Mark and Kate's narratives unfold in alternating chapters, authored by Levithan and LaCour, respectively. I see from an interview with LaCour that their collaboration was like that game where one person says a sentence or a piece of a story, and the next person in the circle has to follow from there. Not really a collaboration, then but a your turn/my turn, trying to match one another's tones and visions. I see Levithan likes to co-author books, which I think is all kinds of sweet.
The voices resonate well enough that I didn't know until I looked at interview that the authors didn't write the whole thing together.
It being Pride week, there are parts of the story that come together all-too magically, like artistic success, the appearance of a fairy godfather, instant BFFs, instant soulmates, but you don't mind, because it's YA, and you're not reading it for layers of complexity and punishing realism. That's not to say that there aren't age-apt sophisticated language and imagery. Mark observes, "There are some guys at the party who look like what my dad wold like like if he wore lots of leather, and there are others who look like they're auditioning for selfies. Everyone's sentences crash together to make this gigantic noise, and my thoughts overlap so much that all I can feel is their loudness."
At the same time Kate is dealing with a BFF, with whom she is not in love, nor possibly even in like just now. Lehna refuses to give up calling Kate "Katie."
When you're friends with someone for such a long time, it's easy to feel like she belongs to you, like the version of the person who you became friends with is the only real version."

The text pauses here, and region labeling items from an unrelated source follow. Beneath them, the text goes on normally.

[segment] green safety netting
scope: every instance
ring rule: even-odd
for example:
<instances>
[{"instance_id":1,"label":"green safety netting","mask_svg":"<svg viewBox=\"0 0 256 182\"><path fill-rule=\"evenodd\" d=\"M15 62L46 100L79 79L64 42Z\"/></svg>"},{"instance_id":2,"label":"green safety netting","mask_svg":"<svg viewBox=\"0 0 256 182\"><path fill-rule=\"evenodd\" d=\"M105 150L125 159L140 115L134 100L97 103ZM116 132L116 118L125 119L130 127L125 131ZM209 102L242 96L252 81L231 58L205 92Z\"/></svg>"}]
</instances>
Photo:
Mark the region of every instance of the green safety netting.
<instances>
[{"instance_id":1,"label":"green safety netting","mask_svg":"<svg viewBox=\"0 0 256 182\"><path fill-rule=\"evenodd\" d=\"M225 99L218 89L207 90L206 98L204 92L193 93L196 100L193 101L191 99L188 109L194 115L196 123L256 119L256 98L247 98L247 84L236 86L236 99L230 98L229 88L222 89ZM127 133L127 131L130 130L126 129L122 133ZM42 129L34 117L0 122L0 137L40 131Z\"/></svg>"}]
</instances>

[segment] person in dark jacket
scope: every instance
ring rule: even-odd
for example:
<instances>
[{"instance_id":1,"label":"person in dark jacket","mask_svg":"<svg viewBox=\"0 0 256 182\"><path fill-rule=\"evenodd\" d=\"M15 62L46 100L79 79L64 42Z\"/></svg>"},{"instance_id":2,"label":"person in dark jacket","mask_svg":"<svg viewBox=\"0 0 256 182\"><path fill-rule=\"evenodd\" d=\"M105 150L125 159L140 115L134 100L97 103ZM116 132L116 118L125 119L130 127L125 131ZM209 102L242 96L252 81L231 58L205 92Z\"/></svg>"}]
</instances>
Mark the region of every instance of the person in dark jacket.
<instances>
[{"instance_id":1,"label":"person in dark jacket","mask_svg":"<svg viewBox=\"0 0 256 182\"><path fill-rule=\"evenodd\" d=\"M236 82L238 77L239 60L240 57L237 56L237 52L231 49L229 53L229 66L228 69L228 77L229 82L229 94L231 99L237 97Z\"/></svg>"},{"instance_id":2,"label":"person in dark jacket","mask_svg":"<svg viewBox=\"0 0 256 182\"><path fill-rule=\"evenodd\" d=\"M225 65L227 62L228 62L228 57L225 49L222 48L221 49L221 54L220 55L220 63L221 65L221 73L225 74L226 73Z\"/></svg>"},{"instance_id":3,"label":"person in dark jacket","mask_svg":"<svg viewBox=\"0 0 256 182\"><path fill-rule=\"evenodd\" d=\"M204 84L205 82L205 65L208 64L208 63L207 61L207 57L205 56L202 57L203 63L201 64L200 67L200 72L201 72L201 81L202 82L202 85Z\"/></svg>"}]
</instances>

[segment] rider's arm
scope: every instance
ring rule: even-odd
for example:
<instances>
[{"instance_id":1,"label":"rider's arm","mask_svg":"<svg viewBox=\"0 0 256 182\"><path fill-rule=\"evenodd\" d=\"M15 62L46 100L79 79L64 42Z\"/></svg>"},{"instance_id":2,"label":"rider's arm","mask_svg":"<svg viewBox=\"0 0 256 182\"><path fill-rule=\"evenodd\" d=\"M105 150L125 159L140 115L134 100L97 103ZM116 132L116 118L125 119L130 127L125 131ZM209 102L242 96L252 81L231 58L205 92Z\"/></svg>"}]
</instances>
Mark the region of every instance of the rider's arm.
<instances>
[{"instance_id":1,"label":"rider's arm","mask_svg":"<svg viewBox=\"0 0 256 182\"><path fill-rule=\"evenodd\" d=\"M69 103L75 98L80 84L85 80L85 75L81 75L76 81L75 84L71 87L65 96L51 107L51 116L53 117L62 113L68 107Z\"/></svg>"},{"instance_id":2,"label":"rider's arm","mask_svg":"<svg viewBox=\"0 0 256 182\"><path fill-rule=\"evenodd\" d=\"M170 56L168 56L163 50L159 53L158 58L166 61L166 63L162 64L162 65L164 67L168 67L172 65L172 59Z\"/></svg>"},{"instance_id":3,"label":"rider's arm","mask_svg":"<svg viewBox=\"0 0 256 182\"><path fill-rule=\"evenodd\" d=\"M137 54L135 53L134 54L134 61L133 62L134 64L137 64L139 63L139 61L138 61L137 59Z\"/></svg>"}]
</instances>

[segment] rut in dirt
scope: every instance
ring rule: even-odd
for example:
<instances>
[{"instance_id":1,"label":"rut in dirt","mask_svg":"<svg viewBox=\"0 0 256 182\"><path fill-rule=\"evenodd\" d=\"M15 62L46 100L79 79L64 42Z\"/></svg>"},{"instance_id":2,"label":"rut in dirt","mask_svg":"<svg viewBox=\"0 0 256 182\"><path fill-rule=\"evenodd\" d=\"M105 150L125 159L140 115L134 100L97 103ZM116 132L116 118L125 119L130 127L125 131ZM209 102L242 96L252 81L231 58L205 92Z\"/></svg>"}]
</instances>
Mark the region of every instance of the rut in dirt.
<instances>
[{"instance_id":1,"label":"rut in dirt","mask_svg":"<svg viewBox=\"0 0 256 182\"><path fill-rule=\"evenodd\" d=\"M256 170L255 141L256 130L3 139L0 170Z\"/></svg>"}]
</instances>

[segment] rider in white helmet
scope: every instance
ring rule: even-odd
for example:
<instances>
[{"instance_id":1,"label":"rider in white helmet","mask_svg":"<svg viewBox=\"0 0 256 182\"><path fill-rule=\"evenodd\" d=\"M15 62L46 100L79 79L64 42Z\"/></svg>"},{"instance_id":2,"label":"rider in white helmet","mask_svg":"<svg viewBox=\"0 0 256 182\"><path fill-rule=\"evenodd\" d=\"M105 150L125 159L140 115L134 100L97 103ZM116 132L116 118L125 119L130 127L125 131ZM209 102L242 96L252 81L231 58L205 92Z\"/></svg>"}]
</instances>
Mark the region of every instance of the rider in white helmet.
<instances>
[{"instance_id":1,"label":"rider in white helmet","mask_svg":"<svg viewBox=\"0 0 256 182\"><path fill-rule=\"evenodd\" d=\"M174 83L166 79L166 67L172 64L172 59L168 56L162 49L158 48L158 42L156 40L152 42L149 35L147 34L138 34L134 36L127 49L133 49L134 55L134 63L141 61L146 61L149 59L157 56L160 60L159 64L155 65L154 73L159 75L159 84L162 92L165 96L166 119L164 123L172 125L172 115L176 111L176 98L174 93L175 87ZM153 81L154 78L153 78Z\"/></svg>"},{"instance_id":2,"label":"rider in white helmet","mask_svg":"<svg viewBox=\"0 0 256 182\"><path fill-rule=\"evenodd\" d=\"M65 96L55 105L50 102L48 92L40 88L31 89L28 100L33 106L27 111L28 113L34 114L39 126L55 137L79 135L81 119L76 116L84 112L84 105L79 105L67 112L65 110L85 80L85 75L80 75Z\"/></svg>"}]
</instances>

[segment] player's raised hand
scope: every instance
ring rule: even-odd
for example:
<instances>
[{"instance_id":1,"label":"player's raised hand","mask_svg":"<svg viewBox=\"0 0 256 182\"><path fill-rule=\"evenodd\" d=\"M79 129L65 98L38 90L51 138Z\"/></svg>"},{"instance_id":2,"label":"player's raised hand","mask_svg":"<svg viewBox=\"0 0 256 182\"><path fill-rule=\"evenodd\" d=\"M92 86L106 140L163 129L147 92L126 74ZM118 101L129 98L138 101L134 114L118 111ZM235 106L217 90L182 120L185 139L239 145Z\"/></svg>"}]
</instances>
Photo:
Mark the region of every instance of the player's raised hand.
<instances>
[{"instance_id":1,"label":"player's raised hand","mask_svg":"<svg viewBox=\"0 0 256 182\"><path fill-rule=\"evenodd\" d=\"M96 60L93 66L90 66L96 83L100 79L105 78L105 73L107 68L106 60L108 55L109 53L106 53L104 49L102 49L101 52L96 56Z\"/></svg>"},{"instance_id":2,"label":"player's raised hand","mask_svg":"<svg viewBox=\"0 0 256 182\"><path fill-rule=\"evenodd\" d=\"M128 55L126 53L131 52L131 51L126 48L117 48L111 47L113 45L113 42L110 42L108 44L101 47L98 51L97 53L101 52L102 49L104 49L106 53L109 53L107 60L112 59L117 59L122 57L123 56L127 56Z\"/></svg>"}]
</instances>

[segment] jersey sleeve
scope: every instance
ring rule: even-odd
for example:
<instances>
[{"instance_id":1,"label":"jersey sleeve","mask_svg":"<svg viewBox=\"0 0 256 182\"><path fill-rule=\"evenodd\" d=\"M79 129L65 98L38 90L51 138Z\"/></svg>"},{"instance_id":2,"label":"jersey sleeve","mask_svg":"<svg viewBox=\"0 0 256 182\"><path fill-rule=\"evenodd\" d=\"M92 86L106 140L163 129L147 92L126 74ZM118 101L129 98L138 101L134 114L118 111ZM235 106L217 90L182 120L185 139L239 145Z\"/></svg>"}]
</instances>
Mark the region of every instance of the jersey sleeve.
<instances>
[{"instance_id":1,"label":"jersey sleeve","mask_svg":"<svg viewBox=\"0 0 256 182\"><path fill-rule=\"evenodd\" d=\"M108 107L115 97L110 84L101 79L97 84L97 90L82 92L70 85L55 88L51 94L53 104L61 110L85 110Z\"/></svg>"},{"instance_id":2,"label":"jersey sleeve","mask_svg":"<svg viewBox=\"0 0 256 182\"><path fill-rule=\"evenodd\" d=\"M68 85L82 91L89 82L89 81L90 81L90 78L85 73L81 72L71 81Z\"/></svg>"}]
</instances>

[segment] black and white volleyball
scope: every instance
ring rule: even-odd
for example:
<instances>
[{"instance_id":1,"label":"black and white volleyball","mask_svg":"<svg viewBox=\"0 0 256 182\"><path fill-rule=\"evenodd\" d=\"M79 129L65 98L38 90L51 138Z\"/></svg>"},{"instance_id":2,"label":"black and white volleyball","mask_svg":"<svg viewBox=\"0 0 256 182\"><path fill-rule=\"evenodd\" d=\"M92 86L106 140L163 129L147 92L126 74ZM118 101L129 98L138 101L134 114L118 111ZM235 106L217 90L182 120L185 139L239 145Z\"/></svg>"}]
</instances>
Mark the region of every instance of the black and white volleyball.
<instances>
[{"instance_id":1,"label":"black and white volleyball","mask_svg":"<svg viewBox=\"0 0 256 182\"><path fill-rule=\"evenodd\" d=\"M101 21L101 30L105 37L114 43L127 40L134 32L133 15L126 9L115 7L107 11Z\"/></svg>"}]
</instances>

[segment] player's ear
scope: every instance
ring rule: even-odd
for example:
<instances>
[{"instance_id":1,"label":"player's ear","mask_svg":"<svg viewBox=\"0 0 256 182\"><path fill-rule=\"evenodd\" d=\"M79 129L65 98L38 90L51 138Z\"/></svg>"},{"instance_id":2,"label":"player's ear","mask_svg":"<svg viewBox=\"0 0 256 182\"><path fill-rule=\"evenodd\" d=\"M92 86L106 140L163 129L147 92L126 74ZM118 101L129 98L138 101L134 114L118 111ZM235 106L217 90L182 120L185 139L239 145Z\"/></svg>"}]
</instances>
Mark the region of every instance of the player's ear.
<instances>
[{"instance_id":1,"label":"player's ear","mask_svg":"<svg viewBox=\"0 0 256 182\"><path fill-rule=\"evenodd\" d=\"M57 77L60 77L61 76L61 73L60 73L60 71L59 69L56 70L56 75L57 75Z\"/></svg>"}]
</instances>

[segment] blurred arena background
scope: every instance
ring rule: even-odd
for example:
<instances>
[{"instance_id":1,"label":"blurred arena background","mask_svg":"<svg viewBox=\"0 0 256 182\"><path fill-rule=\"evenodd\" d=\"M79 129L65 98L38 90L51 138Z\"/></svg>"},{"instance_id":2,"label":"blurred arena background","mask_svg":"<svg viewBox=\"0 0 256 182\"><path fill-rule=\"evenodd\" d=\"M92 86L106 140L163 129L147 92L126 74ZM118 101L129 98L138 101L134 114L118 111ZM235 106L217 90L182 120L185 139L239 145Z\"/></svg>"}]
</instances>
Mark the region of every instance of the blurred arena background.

That's the heart of Kate's struggle, trying to figure out who she is, giving up everyone else's expectations and visions of her identity, an identity she never even chose herself. "I never chose to be called Katie. As far as I know, that's what my parents called me the moment I popped out, and I never even thought of the other possibilities until recently."
Unlike Kate, I threw out my given name by the age of nine. It's not even on my passport, but I deeply identify with Kate's struggle to throw out her expected behavior.
I'm never the difficult one who vetoes the restaurant choice or doesn't want to go to the movie because I've seen it already. There is always soemthing to like on a menu, some new meaning to glean in a film. Maybe the fact that I'm easy is the reason I'm their friend.
Okay, maybe I won't go to a restaurant that has nothing vegetarian on the menu, and I'm too cheap to pay to see a movie twice unless I really love it, but in general, with friends and family, I'm easy. I don't know if that's out of a fear of being replaced, like Kate's or what.
I dogeared one more page in a Kate chapter, where she's talking about why older folks at Pride take to them, want to get to know these clueless teens. I'm not sure I agree with it, but Kate feels like their elders enjoy the drama in the teens' lives, the passion that goes away as one gets used to heartbreak and inured to all the emotion teens experience.
You Know Me Well is a sweet read. I was glad to spend time with the protags and bought where and how they ended up.